Suas fãs se somaram, freneticamente, no período dos últimos dois meses, em Bonsucesso, Penha, Andaraí, Irajá, Olaria, rua São Januário, toda a Região da Leopoldina até Gericinó, já Marechal Hermes, Madureira, Acarí, era seu domínio, nem contava. Deu-se conta e almejou o próximo passo à zona sul.

Em todo seu âmago, acreditava-se o amante completo. Um mito venerado em locais como o nosso.

Numa segunda-feira, na volta da boemia, encontrou a casa apagada. Na escuridão entrou trôpego. Sem televisão, sofá, geladeira, armário, a luz não acendia, se havia cortado, a esposa não havia, nem havia um bilhete deixado. Num silêncio mortal antes do assombro, esvaziou nas paredes o uísque que carregava na mão. Mas não se põe fogo à memória.

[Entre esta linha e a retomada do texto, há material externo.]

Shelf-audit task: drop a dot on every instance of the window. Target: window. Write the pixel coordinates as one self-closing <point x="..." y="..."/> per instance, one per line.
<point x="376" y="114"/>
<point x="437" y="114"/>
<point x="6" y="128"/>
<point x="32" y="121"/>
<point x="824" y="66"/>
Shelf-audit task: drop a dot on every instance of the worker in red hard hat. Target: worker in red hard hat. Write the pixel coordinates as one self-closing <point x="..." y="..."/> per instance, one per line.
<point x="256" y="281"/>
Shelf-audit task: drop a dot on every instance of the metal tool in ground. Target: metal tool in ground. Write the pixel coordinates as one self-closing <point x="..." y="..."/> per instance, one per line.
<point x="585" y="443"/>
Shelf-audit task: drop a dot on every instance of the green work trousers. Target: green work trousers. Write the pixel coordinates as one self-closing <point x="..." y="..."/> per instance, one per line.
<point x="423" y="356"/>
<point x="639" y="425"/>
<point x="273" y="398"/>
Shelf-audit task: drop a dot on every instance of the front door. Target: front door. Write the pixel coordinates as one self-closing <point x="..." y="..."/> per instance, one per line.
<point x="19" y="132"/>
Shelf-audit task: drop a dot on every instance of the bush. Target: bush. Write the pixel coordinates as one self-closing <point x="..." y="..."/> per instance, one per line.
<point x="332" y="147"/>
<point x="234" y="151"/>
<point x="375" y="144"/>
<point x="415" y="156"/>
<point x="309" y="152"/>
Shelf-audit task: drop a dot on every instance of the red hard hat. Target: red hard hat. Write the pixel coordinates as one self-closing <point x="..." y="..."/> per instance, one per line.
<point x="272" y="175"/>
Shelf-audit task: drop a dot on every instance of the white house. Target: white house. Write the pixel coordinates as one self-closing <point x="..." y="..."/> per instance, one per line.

Tentou suicídio, porém fraco demais para isso. Vizinhos o acudiram. Então se engarrafou por inteiro. Vindo parar às quatro, pulando o muro e se esmurrando, apavorado, na minha frente.

Nos três dias seguintes, voltou a me preencher de seus lamentos. Se passaram umas semanas, retornou ainda pior. Não raro tava jogado ao meio fio. E, assim se manteve tantas e tantas noites de patrulha, na companhia da lua e das mulheres que tentou amar.

Despretensiosamente esses dias ouvi, contemplando e bebendo uma sobre a laje, na minha existência sem graça a paisagem, um samba. Que de resto, a história é do conhecimento de todos os suburbanos. Pois é, aos de coração vadio, seguia uma tragédia, porque, “não existe malandragem pra mulher”.